Was man unter einem Linearmotor versteht

Viele Menschen sind von der rasanten Entwicklung in der Welt der Technik geradezu fasziniert und neue, innovative Produkte animieren dazu, sich eingehender mit der Materie zu beschäftigen. Wenn es jedoch um den Bereich der Mechanik bzw. Kinetik geht, ist die Wissenslücke und damit der Informationsbedarf bei dem Ein- oder Anderen oft recht gross. Hört man das Wort „Linearmotor“, weiss der Experte sofort, worum es sich dabei handelt, viele Techniklaien wissen aber nicht wirklich etwas damit anzufangen.

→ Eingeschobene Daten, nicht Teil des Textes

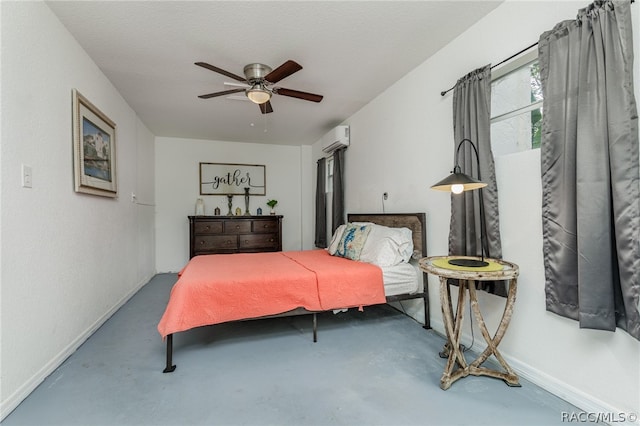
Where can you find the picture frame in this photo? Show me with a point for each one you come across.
(94, 149)
(232, 179)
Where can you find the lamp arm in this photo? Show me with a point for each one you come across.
(481, 201)
(474, 150)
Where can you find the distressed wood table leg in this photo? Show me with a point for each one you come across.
(475, 368)
(453, 328)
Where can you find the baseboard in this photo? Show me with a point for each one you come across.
(584, 402)
(12, 402)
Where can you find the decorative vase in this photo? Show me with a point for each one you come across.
(230, 204)
(199, 207)
(246, 202)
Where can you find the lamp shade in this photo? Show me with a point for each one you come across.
(458, 182)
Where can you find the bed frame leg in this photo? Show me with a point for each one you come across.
(170, 367)
(315, 328)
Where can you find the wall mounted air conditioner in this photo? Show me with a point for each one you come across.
(335, 139)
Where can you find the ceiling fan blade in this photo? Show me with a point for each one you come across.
(266, 108)
(298, 94)
(226, 92)
(220, 71)
(283, 71)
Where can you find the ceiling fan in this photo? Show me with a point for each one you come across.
(260, 80)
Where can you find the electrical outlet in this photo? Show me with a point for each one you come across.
(27, 176)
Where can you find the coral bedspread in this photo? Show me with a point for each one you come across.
(217, 288)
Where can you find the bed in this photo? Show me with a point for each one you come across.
(371, 260)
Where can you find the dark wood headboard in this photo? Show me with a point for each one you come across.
(416, 222)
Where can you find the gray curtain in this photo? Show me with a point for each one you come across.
(471, 115)
(321, 205)
(590, 172)
(337, 214)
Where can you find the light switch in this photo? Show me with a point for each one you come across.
(26, 176)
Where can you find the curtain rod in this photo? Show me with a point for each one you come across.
(505, 60)
(499, 63)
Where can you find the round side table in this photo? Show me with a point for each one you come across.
(498, 270)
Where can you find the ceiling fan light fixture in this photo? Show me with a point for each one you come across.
(258, 94)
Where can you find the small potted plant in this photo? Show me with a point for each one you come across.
(272, 204)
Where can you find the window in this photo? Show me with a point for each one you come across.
(516, 107)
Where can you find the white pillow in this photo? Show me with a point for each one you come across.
(387, 246)
(335, 240)
(337, 236)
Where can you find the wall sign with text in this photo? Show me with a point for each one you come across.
(225, 179)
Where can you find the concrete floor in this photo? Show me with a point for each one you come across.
(377, 367)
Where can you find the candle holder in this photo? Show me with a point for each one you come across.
(246, 202)
(230, 204)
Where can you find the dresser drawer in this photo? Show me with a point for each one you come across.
(234, 234)
(208, 227)
(205, 243)
(259, 241)
(237, 227)
(265, 225)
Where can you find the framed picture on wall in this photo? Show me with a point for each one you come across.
(94, 149)
(232, 179)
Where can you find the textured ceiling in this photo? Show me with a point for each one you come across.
(350, 53)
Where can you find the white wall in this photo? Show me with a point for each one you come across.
(69, 260)
(177, 163)
(402, 142)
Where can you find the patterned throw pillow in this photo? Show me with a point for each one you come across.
(352, 241)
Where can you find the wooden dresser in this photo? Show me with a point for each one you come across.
(234, 234)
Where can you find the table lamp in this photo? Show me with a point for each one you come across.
(456, 183)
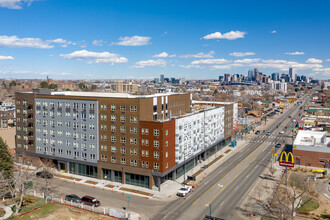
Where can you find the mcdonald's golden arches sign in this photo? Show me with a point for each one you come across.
(286, 162)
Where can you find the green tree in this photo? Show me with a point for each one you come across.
(44, 84)
(12, 83)
(6, 160)
(52, 86)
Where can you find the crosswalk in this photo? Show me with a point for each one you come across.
(269, 140)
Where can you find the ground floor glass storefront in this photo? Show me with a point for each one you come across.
(130, 178)
(83, 170)
(137, 180)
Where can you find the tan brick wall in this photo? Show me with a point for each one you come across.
(311, 158)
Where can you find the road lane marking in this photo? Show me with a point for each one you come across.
(227, 174)
(216, 195)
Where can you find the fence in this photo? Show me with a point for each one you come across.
(115, 213)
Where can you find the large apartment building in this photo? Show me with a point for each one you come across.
(141, 140)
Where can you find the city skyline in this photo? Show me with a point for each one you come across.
(144, 40)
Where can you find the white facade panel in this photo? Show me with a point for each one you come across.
(196, 132)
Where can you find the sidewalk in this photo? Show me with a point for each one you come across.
(8, 211)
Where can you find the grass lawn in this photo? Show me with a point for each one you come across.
(310, 205)
(2, 212)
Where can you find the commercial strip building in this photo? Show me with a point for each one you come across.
(141, 140)
(312, 148)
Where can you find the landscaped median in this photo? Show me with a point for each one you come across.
(60, 211)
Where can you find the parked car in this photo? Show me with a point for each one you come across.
(73, 198)
(89, 200)
(44, 174)
(184, 191)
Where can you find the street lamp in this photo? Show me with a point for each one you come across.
(210, 209)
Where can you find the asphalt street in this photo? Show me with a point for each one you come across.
(227, 186)
(223, 189)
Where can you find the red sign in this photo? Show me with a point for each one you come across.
(286, 163)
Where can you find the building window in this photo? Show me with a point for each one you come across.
(156, 166)
(123, 160)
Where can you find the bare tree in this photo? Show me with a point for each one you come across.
(289, 198)
(25, 176)
(7, 187)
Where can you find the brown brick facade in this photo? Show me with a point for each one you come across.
(161, 154)
(311, 158)
(25, 128)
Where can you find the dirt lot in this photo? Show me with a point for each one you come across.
(56, 211)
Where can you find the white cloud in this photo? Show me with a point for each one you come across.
(6, 57)
(15, 4)
(295, 53)
(242, 54)
(163, 54)
(210, 61)
(199, 55)
(247, 61)
(95, 57)
(147, 63)
(64, 43)
(98, 42)
(313, 60)
(232, 35)
(133, 41)
(14, 41)
(220, 67)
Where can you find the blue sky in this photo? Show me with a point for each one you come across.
(143, 39)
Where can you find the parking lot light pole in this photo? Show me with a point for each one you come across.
(210, 209)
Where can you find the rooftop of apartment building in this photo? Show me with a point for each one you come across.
(312, 138)
(101, 94)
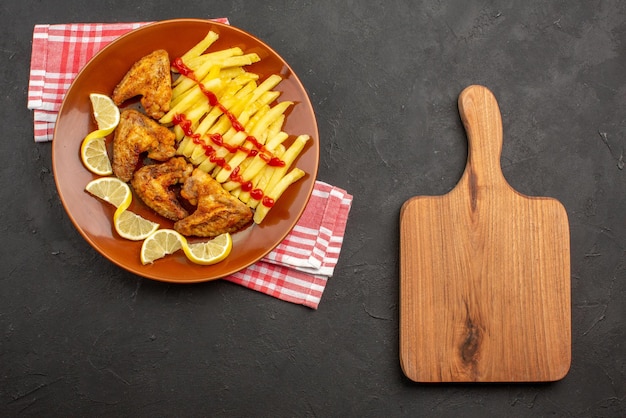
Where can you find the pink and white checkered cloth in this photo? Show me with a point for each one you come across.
(297, 269)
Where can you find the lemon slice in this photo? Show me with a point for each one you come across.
(93, 152)
(105, 112)
(94, 156)
(131, 226)
(209, 252)
(161, 243)
(112, 190)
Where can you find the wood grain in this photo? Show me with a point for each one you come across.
(484, 272)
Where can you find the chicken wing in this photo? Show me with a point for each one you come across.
(152, 184)
(136, 134)
(149, 78)
(217, 210)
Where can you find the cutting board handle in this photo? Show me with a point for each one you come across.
(481, 117)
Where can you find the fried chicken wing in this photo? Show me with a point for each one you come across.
(149, 78)
(217, 210)
(152, 183)
(136, 134)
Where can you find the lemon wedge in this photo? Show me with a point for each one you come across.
(105, 112)
(161, 243)
(111, 190)
(94, 156)
(167, 241)
(93, 152)
(131, 226)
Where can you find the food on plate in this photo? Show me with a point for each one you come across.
(94, 155)
(153, 185)
(137, 134)
(217, 155)
(151, 79)
(93, 152)
(110, 189)
(131, 226)
(105, 112)
(209, 252)
(159, 244)
(127, 224)
(167, 241)
(217, 211)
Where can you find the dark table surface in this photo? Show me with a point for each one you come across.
(81, 337)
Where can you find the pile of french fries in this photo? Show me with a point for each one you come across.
(255, 107)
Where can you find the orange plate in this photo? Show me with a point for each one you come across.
(93, 218)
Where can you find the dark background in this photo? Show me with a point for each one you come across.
(81, 337)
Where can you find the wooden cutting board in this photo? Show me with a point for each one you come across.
(484, 272)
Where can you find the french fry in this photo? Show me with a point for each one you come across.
(288, 157)
(244, 130)
(201, 46)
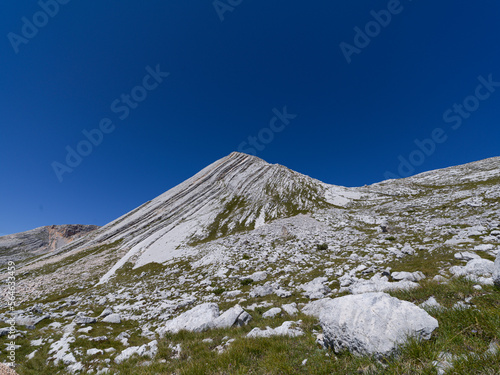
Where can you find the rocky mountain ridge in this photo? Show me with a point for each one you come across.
(252, 251)
(20, 246)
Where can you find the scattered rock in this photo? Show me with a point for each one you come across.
(314, 308)
(271, 313)
(94, 351)
(82, 319)
(290, 309)
(258, 276)
(107, 311)
(431, 303)
(286, 329)
(316, 289)
(261, 291)
(206, 316)
(408, 276)
(149, 350)
(496, 271)
(113, 318)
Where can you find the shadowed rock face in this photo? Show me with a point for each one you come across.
(19, 246)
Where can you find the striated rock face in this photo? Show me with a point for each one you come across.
(39, 241)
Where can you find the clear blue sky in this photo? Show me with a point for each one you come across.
(353, 121)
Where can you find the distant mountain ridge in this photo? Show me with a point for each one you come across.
(20, 246)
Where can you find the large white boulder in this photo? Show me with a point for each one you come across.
(234, 316)
(379, 283)
(198, 319)
(286, 329)
(316, 288)
(373, 323)
(474, 268)
(496, 271)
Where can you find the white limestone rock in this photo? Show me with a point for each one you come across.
(290, 308)
(113, 318)
(286, 329)
(314, 308)
(316, 289)
(373, 323)
(475, 267)
(261, 291)
(149, 350)
(198, 319)
(258, 276)
(496, 271)
(378, 283)
(206, 316)
(408, 276)
(236, 315)
(431, 303)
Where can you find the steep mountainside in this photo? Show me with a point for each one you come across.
(271, 247)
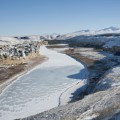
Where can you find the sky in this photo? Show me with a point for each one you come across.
(35, 17)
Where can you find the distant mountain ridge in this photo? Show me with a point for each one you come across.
(15, 40)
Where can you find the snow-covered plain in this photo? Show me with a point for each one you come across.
(40, 89)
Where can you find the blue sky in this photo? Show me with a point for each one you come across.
(28, 17)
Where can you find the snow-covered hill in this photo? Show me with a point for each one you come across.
(103, 35)
(90, 32)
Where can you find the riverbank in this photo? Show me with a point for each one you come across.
(47, 82)
(102, 98)
(8, 74)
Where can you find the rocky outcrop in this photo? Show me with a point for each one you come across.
(19, 53)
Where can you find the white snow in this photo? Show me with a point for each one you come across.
(40, 89)
(4, 40)
(112, 43)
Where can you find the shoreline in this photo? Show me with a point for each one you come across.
(26, 68)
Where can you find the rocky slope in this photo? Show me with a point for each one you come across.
(101, 102)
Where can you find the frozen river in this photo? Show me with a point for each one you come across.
(40, 89)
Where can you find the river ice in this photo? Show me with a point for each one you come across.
(40, 89)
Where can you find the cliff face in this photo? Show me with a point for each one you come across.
(19, 53)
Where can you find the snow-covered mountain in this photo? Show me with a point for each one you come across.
(90, 32)
(16, 40)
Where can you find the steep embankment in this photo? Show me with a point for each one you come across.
(103, 102)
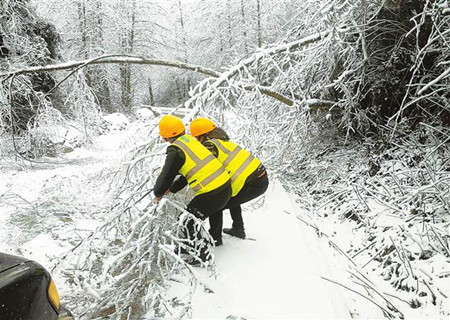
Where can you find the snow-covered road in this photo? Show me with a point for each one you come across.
(276, 276)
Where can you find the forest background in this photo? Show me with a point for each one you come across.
(346, 101)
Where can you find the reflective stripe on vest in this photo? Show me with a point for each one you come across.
(239, 162)
(201, 169)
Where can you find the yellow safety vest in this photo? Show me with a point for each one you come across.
(239, 162)
(201, 169)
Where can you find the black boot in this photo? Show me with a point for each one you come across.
(197, 261)
(238, 233)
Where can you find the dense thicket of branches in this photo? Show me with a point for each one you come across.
(25, 40)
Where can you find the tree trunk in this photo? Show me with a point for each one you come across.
(127, 43)
(150, 92)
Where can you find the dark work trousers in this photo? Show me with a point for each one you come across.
(251, 190)
(208, 205)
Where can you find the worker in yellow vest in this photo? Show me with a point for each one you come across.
(248, 176)
(198, 168)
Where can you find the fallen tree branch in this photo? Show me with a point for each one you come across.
(126, 59)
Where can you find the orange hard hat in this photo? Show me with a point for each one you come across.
(170, 126)
(201, 126)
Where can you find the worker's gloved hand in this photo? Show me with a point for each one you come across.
(158, 199)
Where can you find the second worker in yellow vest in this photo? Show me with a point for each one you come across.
(248, 176)
(198, 168)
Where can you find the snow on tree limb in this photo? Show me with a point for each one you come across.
(123, 59)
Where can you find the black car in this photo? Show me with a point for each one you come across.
(27, 291)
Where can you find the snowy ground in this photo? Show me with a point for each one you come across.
(278, 275)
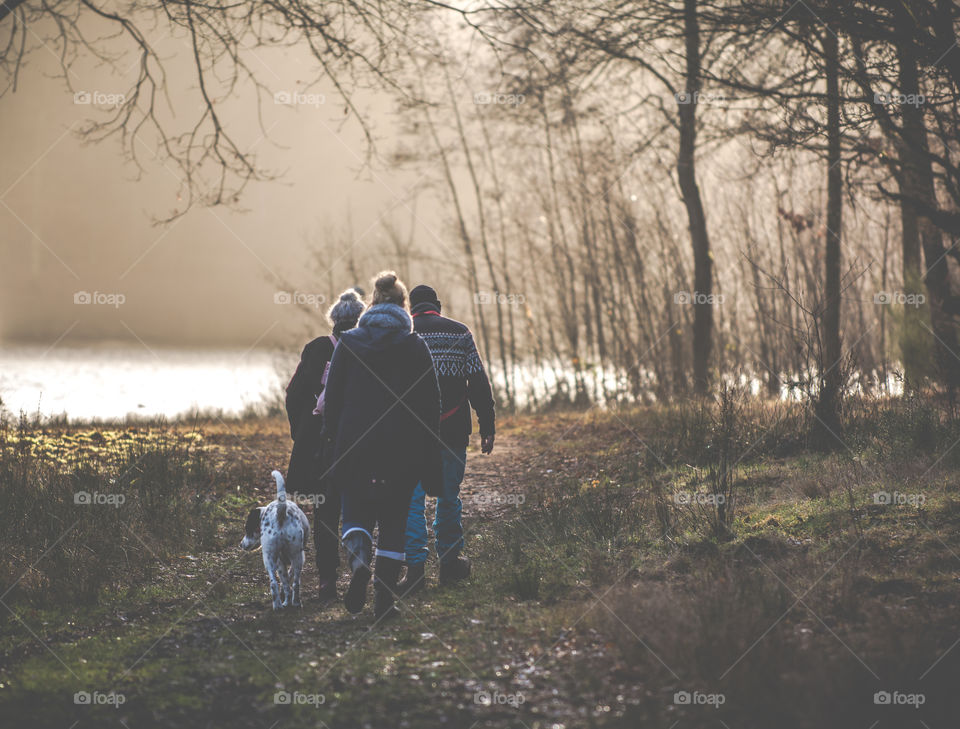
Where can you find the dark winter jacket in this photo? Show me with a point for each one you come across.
(306, 458)
(460, 371)
(382, 411)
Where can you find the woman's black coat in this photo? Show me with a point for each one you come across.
(382, 412)
(306, 458)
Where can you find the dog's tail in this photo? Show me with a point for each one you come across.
(281, 498)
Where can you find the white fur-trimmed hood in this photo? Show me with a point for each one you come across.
(387, 316)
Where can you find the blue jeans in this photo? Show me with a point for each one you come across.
(447, 526)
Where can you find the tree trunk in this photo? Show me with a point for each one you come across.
(686, 176)
(915, 349)
(828, 426)
(918, 191)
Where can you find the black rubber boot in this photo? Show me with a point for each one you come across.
(327, 592)
(454, 570)
(413, 582)
(385, 588)
(358, 547)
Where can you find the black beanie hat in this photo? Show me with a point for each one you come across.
(423, 294)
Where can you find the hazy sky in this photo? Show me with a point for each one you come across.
(74, 219)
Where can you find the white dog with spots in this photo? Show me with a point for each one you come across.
(282, 530)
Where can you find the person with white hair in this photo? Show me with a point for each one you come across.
(304, 410)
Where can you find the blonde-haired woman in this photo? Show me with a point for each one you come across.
(381, 424)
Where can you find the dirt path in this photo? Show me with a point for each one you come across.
(200, 645)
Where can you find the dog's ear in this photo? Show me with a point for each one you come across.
(252, 527)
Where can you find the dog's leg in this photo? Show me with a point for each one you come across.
(270, 564)
(285, 579)
(295, 568)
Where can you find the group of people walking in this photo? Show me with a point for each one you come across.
(380, 417)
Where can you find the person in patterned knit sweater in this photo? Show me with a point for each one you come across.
(463, 383)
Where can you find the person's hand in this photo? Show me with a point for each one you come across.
(486, 444)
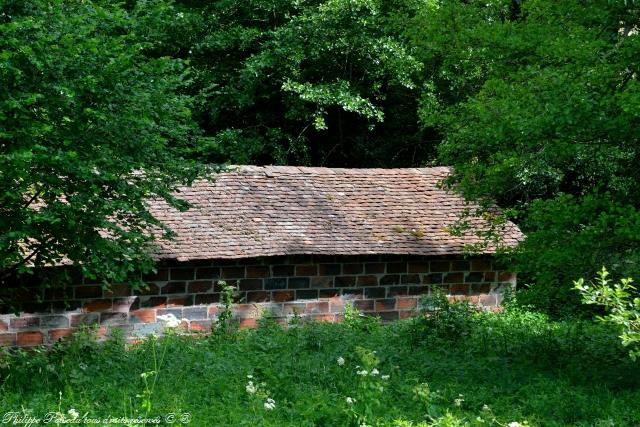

So stellt sich manch Interessierter spätestens jetzt die Frage: was ist denn eigentlich ein Linearmotor? Ganz banal ausgesprochen handelt es sich beim Linearmotor zunächst einmal um eine Antriebsmaschine und stellt ein Pendant zum weiter verbreiteten Rotationsmotor dar. Der grosse Unterschied ist hier jedoch, dass die in Bewegung gesetzten Objekte nicht in eine Drehbewegung, also nicht in eine Rotationsbewegung, sondern in eine geradlinige Bewegung – auch Translationsbewegung genannt – versetzt werden. Klassische Beispiele für die Anwendung solcher Linearmotoren finden sich im weitesten Sinne im Transportbereich wie bei einem Bahnbetrieb. Auch im Antrieb von z.B. Achterbahnen werden Linearmotoren eingesetzt.

Als Erfinder des Linearmotors wird der us-amerikanische Erfinder Charles Grafton Page genannt, der erstmals 1854 einen ursprünglich für den Lokomotivbetrieb gedachten Linearmotor patentieren liess. Interessant ist dabei, dass entwicklungshistorisch der Linearmotor sogar noch vor dem Rotationsmotor erfunden wurde.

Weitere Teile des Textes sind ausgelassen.